Zimbabwe – Zimbabwean dairy sector has hit a purple patch recording a 14%  growth in dairy production with milk volumes rising to 91.4 million litres in 2022 from 79. 6 million litres in 2021.


A report presented during quarterly meeting of stakeholders in the dairy value chain (DVC) linked this tremendous growth to a US$20 million investment into the sector by producers, processors and development partners.

According to Zimbabwe Association of Dairy Farmers (ZADF) Economist Mrs Antonette Chingwe, investments by various players in the DVC had influenced this positive growth.

“About 60 % of the investment was channelled towards improving efficiency and capacity at processing level and also new entrants into the sector had also been mobilised,” she said.

Despite the great improvement in local production, Mrs Chingwe noted that the country was far from realizing its goals as it needs a minimum of 131 million litres of milk for self-sufficiency.

“Last year’s shortfall was 40 million litres and this figure is expected to go below 30 million by the end of this year if the country achieves the 108 million litres projected to be realised this year.”

Stakeholders in the DVC cited high feed costs, low level of productivity, low dairy herd size and quality, limited availability of low-cost long-term funding and illegal imports as barriers to increased raw milk production.

According to the Livestock and Meat Advisory Council (LMAC) Executive Administrator Dr Reneth Mano, there is a need for a properly structured dairy investment fund to provide loans to trained farmers.

“The dairy industry is in dire need of a properly structured dairy investment fund (DIF) to offer loans to trained and capacitated small to medium-sized dairy farmers,“ he said.

SADC delegation visits Zimbabwe

Meanwhile, Zimbabwe hosted a delegation from the Southern African Development Community (SADC) to discuss a regional initiative aimed at promoting sustainable development and economic growth in the fisheries sector.

Dubbed the ‘ProFish Blue project’, the initiative is part of a larger multinational programme aimed at improving fisheries governance and the blue economy trade corridors in the region.

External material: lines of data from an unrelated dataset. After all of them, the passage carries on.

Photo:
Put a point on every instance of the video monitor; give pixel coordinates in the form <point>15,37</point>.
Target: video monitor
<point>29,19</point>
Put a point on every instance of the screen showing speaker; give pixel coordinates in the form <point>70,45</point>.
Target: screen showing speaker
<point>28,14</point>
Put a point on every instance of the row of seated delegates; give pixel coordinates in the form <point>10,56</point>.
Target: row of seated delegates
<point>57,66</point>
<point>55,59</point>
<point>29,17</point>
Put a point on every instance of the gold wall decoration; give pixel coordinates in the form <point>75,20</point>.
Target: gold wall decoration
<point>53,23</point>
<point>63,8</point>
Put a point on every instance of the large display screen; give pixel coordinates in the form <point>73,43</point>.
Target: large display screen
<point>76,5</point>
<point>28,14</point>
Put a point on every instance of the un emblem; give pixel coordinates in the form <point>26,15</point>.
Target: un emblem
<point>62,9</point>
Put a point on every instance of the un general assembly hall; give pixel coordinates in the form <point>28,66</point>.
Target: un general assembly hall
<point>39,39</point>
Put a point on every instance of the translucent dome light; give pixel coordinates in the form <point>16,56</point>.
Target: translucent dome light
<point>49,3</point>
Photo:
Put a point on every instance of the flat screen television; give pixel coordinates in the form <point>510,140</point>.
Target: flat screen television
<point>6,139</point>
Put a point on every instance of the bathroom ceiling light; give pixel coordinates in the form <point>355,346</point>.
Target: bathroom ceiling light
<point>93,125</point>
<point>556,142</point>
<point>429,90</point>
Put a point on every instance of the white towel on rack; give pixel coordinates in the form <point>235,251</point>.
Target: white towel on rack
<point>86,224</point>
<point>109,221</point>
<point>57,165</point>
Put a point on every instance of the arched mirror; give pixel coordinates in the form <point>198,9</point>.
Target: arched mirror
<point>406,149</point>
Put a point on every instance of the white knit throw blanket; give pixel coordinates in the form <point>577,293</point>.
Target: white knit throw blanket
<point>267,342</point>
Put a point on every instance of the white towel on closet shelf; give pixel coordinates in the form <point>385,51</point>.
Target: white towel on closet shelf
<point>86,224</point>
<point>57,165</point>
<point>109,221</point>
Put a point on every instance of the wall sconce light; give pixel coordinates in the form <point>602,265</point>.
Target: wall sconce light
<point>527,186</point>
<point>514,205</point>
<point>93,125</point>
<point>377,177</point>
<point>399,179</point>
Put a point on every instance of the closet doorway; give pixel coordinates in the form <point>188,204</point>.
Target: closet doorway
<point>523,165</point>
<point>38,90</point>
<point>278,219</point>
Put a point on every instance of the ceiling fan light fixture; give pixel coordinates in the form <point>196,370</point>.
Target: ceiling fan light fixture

The delegation comprised officials from the Botswana government with their Zimbabwean counterparts and private sector players.

“The overall objective of the project is to promote sustainable management and use of fisheries resources within the blue growth context in the SADC region,” ProFish Blue project coordinator from SADC, Mr Alexander Kefi said.

“This will enable us to improve food security, reduce poverty levels through employment opportunities, facilitate intra-regional trade and enhance the adaptive capacity of fish value chain communities against climate change and other external shocks.”